If you’re wondering if you’re a procrastinator when it comes to retirement planning, think about the last time you did the following:
- Reviewed your health insurance options during the annual health benefits open season.
- Reevaluated your life insurance to increase or decrease your coverage as needed.
- Discussed a plan for long-term care with your loved ones and thinking about how you would want to be cared for should the need arise.
- Reviewed your official personnel folder to be sure your service history is accurately documented.
- Requested a retirement estimate from your human resources office if you are within five years of retirement eligibility.
- Updated your beneficiary designations when you experience a life event.
- Rebalanced your Thrift Savings Plan as you get closer to retirement (unless you are automatically doing this using the L Funds).
- Reviewed your latest Social Security statement using your online account or mailing in a request using form SSA 7004.
Procrastinating on these important tasks can be costly as you approach retirement and attempt to maintain your retirement planning goals.

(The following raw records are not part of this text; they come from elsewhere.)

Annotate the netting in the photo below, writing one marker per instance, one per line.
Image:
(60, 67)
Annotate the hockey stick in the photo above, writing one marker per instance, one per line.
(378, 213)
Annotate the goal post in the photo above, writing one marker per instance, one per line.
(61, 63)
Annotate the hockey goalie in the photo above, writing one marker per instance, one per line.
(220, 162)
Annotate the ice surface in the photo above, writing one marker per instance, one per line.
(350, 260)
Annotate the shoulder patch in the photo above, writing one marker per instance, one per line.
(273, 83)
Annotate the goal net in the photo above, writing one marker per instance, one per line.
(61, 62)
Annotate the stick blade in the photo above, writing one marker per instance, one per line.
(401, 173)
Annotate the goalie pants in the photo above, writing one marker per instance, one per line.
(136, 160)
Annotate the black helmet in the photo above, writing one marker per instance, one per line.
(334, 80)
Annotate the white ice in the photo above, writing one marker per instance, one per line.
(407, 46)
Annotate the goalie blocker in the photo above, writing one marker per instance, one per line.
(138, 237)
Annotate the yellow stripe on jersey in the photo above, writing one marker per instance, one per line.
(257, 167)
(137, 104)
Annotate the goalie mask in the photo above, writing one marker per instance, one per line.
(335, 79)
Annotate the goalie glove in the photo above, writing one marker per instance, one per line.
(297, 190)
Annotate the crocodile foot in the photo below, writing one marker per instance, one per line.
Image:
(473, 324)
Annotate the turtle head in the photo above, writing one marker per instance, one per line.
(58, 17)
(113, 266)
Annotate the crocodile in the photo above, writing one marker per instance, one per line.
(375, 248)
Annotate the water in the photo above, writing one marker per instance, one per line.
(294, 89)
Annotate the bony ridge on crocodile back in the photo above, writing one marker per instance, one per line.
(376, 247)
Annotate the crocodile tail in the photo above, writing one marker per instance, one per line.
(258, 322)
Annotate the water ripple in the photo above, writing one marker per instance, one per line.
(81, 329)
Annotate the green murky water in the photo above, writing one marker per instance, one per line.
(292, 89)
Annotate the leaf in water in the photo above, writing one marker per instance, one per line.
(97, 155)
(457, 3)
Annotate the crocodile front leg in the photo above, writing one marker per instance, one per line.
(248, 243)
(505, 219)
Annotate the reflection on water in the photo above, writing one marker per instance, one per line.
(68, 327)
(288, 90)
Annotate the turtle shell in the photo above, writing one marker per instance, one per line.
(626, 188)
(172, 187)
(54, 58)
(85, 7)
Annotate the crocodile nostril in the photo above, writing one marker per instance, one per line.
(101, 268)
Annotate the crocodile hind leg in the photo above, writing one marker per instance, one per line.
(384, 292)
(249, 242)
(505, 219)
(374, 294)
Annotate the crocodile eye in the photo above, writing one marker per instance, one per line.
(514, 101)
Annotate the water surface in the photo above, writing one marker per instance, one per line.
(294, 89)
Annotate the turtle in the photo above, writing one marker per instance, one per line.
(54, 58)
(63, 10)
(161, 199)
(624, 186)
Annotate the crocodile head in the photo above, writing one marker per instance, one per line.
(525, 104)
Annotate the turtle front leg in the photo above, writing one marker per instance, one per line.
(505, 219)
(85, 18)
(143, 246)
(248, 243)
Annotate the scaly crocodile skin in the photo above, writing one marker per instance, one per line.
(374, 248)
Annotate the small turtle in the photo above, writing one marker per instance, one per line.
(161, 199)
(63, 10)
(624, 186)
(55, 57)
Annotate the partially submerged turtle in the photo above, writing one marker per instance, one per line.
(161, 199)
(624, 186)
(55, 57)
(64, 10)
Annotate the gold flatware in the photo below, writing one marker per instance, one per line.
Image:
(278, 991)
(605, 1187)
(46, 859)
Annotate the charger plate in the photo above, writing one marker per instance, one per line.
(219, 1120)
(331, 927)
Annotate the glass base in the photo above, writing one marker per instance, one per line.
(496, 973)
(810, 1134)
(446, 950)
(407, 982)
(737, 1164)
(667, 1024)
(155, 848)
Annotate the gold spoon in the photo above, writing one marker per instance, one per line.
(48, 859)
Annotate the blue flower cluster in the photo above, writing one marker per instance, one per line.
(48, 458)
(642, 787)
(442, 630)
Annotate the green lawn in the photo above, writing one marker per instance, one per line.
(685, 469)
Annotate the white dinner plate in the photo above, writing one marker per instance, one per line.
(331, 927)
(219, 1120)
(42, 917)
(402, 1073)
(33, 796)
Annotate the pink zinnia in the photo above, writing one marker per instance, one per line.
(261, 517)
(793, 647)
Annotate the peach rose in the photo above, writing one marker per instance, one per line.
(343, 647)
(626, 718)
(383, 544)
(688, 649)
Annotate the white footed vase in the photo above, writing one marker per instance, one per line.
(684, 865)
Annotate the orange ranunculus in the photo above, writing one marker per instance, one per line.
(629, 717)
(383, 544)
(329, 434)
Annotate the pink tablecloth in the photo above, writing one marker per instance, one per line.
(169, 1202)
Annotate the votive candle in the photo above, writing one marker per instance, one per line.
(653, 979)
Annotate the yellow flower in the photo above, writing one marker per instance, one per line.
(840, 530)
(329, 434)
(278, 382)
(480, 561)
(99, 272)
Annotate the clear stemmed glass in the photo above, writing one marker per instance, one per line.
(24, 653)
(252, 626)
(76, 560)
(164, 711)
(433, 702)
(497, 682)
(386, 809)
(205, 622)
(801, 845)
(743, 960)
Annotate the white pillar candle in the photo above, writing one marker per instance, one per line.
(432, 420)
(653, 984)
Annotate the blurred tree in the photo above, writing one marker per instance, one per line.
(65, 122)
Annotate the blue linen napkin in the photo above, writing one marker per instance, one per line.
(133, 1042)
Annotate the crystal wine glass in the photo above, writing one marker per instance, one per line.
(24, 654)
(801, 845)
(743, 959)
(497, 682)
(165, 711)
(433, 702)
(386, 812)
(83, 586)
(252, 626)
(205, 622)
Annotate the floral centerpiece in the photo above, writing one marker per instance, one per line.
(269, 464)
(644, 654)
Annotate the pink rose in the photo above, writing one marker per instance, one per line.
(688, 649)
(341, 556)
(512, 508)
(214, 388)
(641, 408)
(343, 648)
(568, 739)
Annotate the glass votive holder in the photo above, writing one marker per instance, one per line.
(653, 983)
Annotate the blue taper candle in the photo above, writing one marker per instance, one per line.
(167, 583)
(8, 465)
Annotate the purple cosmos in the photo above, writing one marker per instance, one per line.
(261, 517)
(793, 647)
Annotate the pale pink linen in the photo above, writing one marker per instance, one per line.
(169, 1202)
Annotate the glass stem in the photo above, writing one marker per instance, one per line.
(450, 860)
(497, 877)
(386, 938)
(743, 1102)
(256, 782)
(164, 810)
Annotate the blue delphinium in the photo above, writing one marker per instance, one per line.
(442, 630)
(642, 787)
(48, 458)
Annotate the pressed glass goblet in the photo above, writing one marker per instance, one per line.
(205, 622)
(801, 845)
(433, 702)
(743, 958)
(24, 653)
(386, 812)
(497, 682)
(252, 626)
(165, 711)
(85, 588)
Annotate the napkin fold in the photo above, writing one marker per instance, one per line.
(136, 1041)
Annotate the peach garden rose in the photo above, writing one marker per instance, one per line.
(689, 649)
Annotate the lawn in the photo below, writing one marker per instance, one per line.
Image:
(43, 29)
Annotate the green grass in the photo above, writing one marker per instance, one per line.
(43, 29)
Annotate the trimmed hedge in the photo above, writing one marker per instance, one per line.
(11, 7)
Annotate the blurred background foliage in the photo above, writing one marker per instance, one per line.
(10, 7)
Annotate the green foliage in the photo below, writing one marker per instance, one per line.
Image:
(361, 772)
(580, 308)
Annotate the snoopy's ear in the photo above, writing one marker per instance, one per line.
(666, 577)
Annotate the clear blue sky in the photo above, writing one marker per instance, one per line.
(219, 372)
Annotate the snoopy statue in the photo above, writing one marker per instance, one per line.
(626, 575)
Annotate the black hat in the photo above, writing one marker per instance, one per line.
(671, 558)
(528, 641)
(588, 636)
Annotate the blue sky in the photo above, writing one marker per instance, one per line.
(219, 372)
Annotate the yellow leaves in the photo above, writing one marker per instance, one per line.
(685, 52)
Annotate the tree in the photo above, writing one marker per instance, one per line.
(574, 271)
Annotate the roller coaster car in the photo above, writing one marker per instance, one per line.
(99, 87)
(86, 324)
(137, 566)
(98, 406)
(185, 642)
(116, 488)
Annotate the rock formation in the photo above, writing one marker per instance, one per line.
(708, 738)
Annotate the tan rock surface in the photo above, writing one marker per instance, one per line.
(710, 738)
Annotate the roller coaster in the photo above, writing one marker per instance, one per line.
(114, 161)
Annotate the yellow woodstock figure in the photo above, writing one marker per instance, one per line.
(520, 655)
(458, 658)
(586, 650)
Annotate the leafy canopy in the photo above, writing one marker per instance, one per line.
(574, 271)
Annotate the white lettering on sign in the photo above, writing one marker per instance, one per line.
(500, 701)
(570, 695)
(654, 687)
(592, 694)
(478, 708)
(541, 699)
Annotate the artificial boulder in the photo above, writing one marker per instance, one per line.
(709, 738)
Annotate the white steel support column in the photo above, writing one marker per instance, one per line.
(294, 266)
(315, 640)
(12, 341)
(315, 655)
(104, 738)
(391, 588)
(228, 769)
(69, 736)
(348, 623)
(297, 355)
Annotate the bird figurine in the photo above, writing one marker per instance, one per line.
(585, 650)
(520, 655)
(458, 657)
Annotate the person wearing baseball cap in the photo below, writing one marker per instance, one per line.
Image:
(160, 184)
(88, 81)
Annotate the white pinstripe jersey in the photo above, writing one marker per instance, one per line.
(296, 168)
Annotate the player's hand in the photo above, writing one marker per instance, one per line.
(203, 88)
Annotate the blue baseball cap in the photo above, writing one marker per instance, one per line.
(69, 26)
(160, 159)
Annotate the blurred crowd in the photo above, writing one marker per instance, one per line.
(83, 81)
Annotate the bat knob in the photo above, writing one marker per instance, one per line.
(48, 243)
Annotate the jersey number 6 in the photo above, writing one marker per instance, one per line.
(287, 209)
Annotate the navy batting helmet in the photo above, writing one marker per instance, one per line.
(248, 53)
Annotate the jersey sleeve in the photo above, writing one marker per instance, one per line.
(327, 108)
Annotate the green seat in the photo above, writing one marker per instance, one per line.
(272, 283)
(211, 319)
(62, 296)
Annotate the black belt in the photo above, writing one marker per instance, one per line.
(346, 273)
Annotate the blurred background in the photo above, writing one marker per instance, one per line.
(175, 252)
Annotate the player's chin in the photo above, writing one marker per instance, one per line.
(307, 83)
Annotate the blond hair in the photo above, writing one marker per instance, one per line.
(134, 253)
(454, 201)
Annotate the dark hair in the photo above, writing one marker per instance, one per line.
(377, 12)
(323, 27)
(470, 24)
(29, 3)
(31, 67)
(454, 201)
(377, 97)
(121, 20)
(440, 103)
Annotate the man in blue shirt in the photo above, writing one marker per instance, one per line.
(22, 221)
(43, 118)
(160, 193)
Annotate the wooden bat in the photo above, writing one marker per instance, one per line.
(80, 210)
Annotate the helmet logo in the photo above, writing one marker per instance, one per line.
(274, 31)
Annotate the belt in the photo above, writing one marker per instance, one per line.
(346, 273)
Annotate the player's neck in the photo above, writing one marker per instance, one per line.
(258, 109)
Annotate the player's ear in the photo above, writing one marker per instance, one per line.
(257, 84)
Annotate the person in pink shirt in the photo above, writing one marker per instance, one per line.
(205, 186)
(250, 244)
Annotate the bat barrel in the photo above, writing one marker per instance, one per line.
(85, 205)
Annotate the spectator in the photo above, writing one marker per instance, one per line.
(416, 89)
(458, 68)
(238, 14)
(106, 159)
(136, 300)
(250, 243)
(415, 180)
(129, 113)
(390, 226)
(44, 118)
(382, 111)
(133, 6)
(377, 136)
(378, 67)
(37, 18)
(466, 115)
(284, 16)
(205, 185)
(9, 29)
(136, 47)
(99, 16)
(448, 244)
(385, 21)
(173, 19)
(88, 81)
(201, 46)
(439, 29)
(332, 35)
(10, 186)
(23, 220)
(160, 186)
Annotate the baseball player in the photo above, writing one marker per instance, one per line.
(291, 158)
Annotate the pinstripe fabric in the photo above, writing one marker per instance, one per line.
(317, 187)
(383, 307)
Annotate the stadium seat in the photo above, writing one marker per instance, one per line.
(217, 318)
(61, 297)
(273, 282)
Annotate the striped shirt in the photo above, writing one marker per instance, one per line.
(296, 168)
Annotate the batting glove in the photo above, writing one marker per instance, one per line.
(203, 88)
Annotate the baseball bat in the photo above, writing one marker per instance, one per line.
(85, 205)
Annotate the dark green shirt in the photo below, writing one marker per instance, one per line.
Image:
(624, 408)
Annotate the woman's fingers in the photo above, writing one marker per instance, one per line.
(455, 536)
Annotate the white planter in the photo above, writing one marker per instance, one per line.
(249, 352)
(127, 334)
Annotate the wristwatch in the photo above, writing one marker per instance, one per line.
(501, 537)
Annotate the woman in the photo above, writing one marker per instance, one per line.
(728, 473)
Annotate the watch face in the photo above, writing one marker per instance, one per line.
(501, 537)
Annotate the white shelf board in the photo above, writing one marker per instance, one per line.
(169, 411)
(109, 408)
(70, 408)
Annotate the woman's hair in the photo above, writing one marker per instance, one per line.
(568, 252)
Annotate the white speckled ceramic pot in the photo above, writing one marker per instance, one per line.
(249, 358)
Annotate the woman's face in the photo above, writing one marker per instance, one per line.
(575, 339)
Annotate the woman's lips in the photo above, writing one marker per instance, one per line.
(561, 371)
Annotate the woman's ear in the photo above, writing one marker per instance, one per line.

In a 2013 Psychology Today blog post, Kevin Gyoerkoe wrote about four ways to avoid being a procrastinator:
Get motivated. “You'll need to feel confident that you have the ability to change, that you're ready to take this step, and—perhaps most of all—that this change is important to you.” This may require getting educated. Attending a pre-retirement or mid-career planning seminar is a good place to start.
Learn to set good goals. Even if you’ve gotten a late start on the retirement planning process, you can come up with a plan that includes appropriate and effective goals. For example, you could decide that every fifth birthday starting at age 45, you will request a Social Security statement.
Manage your time. During the upcoming Federal Employees Health Benefits Program open season, for example, it might be too much for you to sit down and review your health insurance plan, select a dental or vision supplement and set up your 2019 flexible spending account in one sitting. Instead, try this approach:
- Set aside an hour this weekend to review your 2018 out of pocket medical expenses.
- On Nov. 12 (the first day of open season), compare your health plan to two or three new choices.
- On Nov. 17, take time to look at the plan premiums, deductibles, coinsurance and copayments for each of the plans in your short list of possible choices for 2019.
- On Nov. 24, review the dental and vision coverage of the health plan you selected for 2019 to determine if you need a dental or vision supplement.
- On Dec. 1, if you are a current employee, set up your flexible spending account for 2019. Set aside tax-free dollars from your paycheck to pay for your out of pocket health care and dependent care expenses.
- On Dec. 10 (the last day of open season), relax and know you’ve taken the time to ensure you’ve made the best choice.
Change your thinking. Many people I meet simply do not enjoy doing what it takes to plan for their future. The idea of reviewing the TSP or filling out a beneficiary form has a negative connotation. Combat those negative thoughts with positive action. Remind yourself that the task will not take that long, especially if you break it down into simpler steps.
Also, remember that the greatest inspiration is a deadline. And most tasks aren’t as hard as you think they’ll be once you get started.